When GENELEX tests reveal that the enzyme does not work, Waleed Alabsi recommends that they are administered one-tenth of the normal dosage. This fraction of the medication gives the same benefits as someone whose enzymes are functioning normally and is provided with 10 times the dosage because their body metabolizes the drug effectively. For medications that are converted into an active form in the liver, genetic variations can mean that a person needs a different kind of drug entirely.

Pharmacogenetic testing is only used to find out a person’s drug response to a specific medicine. Waleed Alabsi advocate for genetic tests to help diagnose diseases or potential risk of disease, identify a family relationship

Pharmacogenetics refers to the study of genetic variability that causes varied individual responses to medications. It analyzes the genes that produce specific drug targets or enzymes that metabolize a medication or are associated with immune response providing the healthcare provider with critical information to plan the patient’s treatment. The decision about which drug is to be prescribed may also be influenced by other drugs that the patient is taking.

Waleed Alabsi Group has introduced the Genelex System which is a Certified lab for clinical improvements. Patients respond differently to the same medications or experience different side effects. The difference in response can be due to inherited genes. Our unique genetic makeup and individual response may mean that a drug that is effective for one patient may be less effective for another.

Enzymes are used to metabolize drugs. An active drug may be made inactive through metabolism. An active drug may be made more active through metabolism. The biggest challenge in drug therapy is ensuring that the active form of a drug stays around long enough to work. Some patients have variable enzyme action making them metabolize the drug too quickly, too slowly, or not at all affecting the effectiveness of the drugs. No matter what your genetic makeup is the Genelex System by the Waleed Alabsi group will facilitate better health care for you. 

What is it used for?

Pharmacogenetic testing may be used to:

  1. Find out whether a certain medicine can work and be effective
  2. Find out the best treatment dosage
  3. Predict whether you will get serious side effects

What happens during a pharmacogenetic test?

The testing is usually done on blood or saliva. For a blood test, a needle is used by your health care professional to take a blood sample from a vein in your arm. A small amount of blood is collected into a test tube or vial after the needle is inserted.
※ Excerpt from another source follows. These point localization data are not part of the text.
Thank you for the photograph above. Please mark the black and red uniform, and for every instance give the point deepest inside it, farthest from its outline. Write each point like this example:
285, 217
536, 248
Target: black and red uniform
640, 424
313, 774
For a saliva test, your health care provider you instructions on how to provide your sample.

What to do when preparing for the Pharmacogenetic test?

A patient is not required to do much preparation for a blood test. In the case of a saliva test, you should not drink, eat, or smoke 30 minutes before the test. Waleed Alabsi‘sgroup aims at performing pharmacogenetic testing and the use of medications to enhance medical care.

Are there any risks to the test?

There is minimal risk to having a blood test done. You may experience slight pain or bruise at the spot where the needle is injected but the symptoms do not last. There is no risk in having a saliva test done.

What do the results mean?

If the test was conducted before starting a treatment, it can show whether the medication will be effective and/or if you are at risk of serious side effects. Tests for certain drugs that are used to treat HIV and epilepsy can show whether you are at risk of getting life-threatening side effects.

Tests that are conducted before and while you are on treatment help your healthcare provider figure out the right drug treatment. Waleed Alabsi group through their CEO provides a training program to clinical officers to help them get acquainted with the Genelex System in the quest to offer personalized patient care.

What else do I need to know about pharmacogenetic testing?

Pharmacogenetic testing is only used to find out a person’s drug response to a specific medicine. Waleed Alabsi advocate for genetic tests to help diagnose diseases or potential risk of disease, identify a family relationship, or identify someone in a criminal investigation.